Take NO for an answer
Nature Medicine
November 14, 2011
Treatments that raise nitric oxide levels could be useful for treating a congenital metabolic disease, argininosuccinic aciduria (ASA), reports a study published online this week in Nature Medicine.
The enzyme that is defective in individuals with ASA, argininosuccinate lyase (ASL), generates the amino acid arginine, which is then used to make both nitric oxide, which regulates vascular function, and urea, which is used to dispose of waste nitrogen in the liver.

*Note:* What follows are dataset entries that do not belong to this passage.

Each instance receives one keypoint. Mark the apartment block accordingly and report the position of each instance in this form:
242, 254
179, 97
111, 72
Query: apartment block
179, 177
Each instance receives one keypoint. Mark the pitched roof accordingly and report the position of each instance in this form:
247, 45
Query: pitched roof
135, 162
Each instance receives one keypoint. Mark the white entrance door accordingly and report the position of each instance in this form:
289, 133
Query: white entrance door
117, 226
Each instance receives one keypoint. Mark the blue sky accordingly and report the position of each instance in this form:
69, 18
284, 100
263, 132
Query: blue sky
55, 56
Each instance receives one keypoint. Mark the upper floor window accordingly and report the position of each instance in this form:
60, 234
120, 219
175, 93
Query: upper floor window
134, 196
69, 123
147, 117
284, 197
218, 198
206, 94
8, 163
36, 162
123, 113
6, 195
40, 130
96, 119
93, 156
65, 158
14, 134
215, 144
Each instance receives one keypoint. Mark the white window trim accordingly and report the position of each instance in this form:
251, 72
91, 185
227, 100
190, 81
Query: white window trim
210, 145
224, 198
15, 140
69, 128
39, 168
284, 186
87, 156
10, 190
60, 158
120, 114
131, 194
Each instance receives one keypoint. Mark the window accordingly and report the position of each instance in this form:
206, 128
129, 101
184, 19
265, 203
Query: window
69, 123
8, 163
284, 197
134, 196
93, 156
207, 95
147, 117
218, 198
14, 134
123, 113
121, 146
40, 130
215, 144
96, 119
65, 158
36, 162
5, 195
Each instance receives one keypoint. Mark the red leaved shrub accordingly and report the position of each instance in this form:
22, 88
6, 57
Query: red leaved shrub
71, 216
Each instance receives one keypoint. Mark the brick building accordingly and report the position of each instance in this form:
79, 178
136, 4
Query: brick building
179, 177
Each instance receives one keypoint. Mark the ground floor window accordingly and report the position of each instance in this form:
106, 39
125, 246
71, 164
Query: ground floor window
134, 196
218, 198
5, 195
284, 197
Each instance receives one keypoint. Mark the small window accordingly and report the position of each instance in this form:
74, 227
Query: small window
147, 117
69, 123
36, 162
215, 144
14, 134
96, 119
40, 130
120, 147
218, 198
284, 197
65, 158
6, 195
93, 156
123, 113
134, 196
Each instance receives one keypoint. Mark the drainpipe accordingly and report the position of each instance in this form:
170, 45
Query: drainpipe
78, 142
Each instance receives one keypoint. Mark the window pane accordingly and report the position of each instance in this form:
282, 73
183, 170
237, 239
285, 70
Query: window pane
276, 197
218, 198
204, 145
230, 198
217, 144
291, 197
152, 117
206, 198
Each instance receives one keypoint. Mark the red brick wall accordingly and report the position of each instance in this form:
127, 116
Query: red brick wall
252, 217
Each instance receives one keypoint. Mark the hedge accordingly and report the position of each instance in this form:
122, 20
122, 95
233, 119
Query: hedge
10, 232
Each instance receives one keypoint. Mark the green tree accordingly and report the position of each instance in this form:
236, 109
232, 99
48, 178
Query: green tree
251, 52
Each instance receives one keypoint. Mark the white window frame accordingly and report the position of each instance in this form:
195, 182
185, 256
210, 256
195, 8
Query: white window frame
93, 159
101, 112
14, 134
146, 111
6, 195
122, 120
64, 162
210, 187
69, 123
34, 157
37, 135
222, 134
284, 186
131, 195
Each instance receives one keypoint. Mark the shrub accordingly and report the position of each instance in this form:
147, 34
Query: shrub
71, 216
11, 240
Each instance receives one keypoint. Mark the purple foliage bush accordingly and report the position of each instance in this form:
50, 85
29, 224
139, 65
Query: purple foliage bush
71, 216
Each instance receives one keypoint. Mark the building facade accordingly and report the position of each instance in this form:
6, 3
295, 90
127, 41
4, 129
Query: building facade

Surprisingly, administration of the product of the defective enzyme, arginine, is not fully effective in treating individuals with ASA.
Based on studies in both a newly-generated mouse model of ASA and individuals with ASA, Brendan Lee and his colleagues found that the answer to this paradox is that ASL has an additional and unexpected role in making nitric oxide: it acts as a structural component of a multiprotein complex that converts arginine to nitric oxide. Because of ASL’s structural role, cells lacking the enzyme can’t make nitric oxide even if they are given arginine. To begin to translate these mechanistic studies into a therapy for ASA, the researchers showed that treatment of the ASA mouse model with an agent that raises nitric oxide levels, sodium nitrite, had beneficial effects on growth and survival.